# Best Keylogger Software



## sunsetovernc (Jul 27, 2011)

I am looking for a keystroke logger software. The best at a reasonable price. Any recommendations? Multiple computers a plus!


----------



## Lily_B (Jul 28, 2011)

Check out this website, it's got some reviews.


----------



## disappointed123 (Jul 26, 2011)

Mac or PC?


----------



## notreadytoquit (Jan 11, 2010)

google Brickhouse security, tons of gagdets there


----------



## marital_discord (Jul 29, 2011)

Keylogger??? Buy a LAS GPS Tracker found at Amazon. It will be the wisest $200 spent ever!


----------



## am_i_crazy35 (Jul 15, 2011)

SpectorPro or eblaster. Spoke w/ a representative the other day and asked questions. Definitely gonna buy one of these. Both from same company. Spectorsoft.com.
_Posted via Mobile Device_


----------



## marital_discord (Jul 29, 2011)

"My mom always told me to give my used toys to the less fortunate."

Great line!!!


----------



## morituri (Apr 1, 2011)

Test your keylogger first to see if it works. 

For example, let's say that my password is SPOOLSV. If you type the password as it is than keylogger track you password so I enter my password as follows. First I enter P then O then S i.e. I get POS then I use my mouse to click before P and then type S then again use my mouse to click after P and then type O and so on, this will help you a lot.

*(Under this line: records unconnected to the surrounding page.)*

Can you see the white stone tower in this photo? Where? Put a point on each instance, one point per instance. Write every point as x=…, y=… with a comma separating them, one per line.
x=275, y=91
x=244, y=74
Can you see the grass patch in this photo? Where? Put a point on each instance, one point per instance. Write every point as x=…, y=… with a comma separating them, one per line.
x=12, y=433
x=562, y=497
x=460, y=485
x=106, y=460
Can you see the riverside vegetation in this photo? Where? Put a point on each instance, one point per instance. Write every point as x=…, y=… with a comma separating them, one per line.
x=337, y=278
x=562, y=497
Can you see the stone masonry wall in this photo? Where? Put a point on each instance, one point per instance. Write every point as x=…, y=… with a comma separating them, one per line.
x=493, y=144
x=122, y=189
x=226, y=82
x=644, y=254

Another test is type in a password with space(s) in it. Use 2-3 spaces after or in the end (as prefix) for all your passwords. Gmail, Yahoo, Facebook & so many other services supports spaces in password field.

Do not fool yourself into believing that keyloggers cannot be bypassed - it's hard but it can be done. For every measure there is at least one counter-measure.


----------



## lordmayhem (Feb 7, 2011)

I use Spy Agent myself. I got it while it was on sale and good for installation on 3 computers. It's very good in addition to the keylogging, it logs programs opened, takes screen shots every 10 seconds, and every time the mouse is clicked. Yes, I know that equals a lot of screenshots, but I don't care. I have a 1TB drive, so I have the space. It also takes screen shots every time an "alert word" that I set is typed in and sends me an email alert and screenshot of what happened. Of course, one of the alert words I chose is the OMs name.  For some reason, the main screen shows 0 keystrokes typed, but when I open it up, it does show all of them. One of the quirks I guess.










Now, I know my wife is NOT that computer saavy, so I just created an easy to access folder for the screenshots and simply hid it. The screen shots back up and clarify what the keystroke logger records.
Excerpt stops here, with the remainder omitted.